Press Archive


By Chris Hamilton

Albert Einstein once defined insanity as “doing the same thing over and over again and expecting different results” and for the past 83 years, the West Virginia Legislature and the United Mine Workers have done just that. Now, after our Central Appalachian coal production has declined by more than 43 percent, numerous coal mines have closed, and thousands of jobs have been lost, Cecil Roberts is advocating for the West Virginia Legislature to just keep doing the same thing. This is not just recklessness on part of Roberts and the United Mine Workers, it is insanity.

Our Legislative leaders appear intent to do everything within their power to provide the coal industry with help and optimism so it may survive the next couple years of President Obama’s assault on Central Appalachian Coal Operations. Yes, we also have worsening geology and lots of lower-cost gas, but rest assured, as everyone knows who is remotely close to the coal industry, its misfortunes today principally have been brought about by our president’s attacks (which the UMW repeatedly have embraced).

The West Virginia Legislature has elevated its Energy Committees to “major” committee status so it can become more engaged with our energy industries for the foreseeable future. In just a few short weeks, the Legislature already has repealed our state’s Alternative and Renewable Energy Portfolio, which certainly would have caused less coal to be consumed in years ahead and established oversight controls over DEP in developing the state’s Implementation Plan for President Obama and the EPA’s climate rules. And lastly, the Legislature is taking a close look at the body of law governing our operational standards to ensure they adequately address miner safety and streamline important safety processes.
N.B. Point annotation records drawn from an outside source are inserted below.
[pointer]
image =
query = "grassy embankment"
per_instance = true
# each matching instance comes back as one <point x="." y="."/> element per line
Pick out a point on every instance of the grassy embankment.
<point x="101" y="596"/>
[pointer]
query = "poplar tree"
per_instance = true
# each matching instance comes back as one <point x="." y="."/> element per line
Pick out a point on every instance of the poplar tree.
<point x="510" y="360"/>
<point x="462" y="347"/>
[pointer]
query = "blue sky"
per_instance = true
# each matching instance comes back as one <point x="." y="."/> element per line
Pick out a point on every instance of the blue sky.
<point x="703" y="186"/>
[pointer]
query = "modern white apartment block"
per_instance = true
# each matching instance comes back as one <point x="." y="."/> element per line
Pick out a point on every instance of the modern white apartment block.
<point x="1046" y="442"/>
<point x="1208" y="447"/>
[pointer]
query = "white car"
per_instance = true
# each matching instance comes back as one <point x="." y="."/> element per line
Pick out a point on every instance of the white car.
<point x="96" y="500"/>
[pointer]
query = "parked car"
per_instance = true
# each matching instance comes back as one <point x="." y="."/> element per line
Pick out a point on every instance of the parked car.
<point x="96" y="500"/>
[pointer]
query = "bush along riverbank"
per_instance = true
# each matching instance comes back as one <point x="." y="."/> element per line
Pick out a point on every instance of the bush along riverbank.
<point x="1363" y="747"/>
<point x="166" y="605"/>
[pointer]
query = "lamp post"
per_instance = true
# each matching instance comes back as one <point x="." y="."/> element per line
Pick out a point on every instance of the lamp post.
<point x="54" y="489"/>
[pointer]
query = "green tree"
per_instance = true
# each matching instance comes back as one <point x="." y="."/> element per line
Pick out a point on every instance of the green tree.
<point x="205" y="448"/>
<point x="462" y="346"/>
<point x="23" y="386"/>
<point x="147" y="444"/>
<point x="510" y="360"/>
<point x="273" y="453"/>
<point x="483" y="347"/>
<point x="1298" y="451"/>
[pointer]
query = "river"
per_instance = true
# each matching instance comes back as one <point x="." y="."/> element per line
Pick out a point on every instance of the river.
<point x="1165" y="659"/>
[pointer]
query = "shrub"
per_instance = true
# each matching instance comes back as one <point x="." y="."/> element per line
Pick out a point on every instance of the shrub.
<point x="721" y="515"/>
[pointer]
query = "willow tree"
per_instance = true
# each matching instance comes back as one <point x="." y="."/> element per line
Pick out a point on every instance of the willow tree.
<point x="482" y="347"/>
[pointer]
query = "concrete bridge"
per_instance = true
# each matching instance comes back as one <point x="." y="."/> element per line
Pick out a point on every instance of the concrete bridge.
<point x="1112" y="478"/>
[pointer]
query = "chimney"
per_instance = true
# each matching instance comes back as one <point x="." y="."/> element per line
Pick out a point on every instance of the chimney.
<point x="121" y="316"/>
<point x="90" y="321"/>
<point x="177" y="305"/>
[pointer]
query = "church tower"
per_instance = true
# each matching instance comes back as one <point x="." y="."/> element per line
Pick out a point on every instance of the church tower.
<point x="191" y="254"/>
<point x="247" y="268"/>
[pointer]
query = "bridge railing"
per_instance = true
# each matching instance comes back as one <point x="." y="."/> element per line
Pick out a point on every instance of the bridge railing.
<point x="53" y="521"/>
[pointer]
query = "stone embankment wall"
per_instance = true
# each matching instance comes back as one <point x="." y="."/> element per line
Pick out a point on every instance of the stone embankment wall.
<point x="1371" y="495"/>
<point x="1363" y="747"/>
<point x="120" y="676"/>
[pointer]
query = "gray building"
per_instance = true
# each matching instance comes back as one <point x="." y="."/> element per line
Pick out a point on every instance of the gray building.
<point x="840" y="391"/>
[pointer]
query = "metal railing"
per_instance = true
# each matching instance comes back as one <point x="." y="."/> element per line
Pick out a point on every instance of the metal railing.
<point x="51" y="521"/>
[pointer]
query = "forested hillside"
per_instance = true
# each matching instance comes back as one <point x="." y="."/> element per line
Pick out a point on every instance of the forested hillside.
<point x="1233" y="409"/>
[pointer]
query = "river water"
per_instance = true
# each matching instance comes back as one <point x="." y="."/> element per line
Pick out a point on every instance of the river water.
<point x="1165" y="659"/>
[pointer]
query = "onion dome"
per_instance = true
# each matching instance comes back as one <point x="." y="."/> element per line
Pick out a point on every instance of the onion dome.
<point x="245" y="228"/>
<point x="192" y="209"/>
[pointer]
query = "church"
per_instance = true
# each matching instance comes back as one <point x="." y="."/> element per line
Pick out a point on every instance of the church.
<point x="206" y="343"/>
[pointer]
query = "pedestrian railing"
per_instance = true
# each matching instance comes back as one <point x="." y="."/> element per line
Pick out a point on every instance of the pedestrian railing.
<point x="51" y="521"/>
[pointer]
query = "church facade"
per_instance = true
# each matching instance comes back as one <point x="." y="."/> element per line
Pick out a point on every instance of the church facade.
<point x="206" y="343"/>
Towards this end, and before his maddening rant, Cecil Roberts identifies two specific objections to the mine safety initiatives before the Legislature: One deals with transporting injured miners to the outside and the other makes some bizarre reference to diesel fumes.

Concerning the transportation of injured miners, the rule before the legislature requires not one but two emergency vehicles at all locations where track systems of transporting miners exist underground. No other state, not even under federal law, requires that two vehicles be present to transport an injured miner. Under the proposed changes to West Virginia law, there is a vehicle required on the immediate outby end of the track, and based on a recent Senate amendment (which Senate Judiciary Chairman Charles Trump championed and our organization supported), there is now a second emergency vehicle on the inby side of the track as well.

Roberts’ assertion concerning diesel fumes is plainly false. As any miner knows, West Virginia has the most stringent laws and regulations found anywhere in the world. From equipment engineering and design to our state’s requirements for ensuring the cleanest burning diesel engines known to man, there is nothing in the legislation that disrupts or changes these laws in any way, shape or form. The proposed change is simply to remove a six-member group of inexperienced laymen who currently are charged with approving mining machines — while they meet in posh hotel conference rooms — and transfer this important task to the West Virginia Office of Miners Health Safety and Training and its 135 highly skilled mine inspectors and safety professionals who are charged with inspecting our coal mines and ensuring that all equipment — both electrical and diesel — is safe to use.

I understand Cecil Roberts’ frustration, for his disciples and he no longer are in charge of state policy. Our hard-working miners get it — they have had enough of President Obama and his party’s rule. We have tried the United Mine Workers’ ways for the past 83 years, and it failed. It is time for a change to make our mines competitive and to save West Virginia jobs.

Hamilton is senior vice president of the West Virginia Coal Association, a member of the West Virginia Board of Coal Mine Health and Safety and a member of the West Virginia Diesel Commission.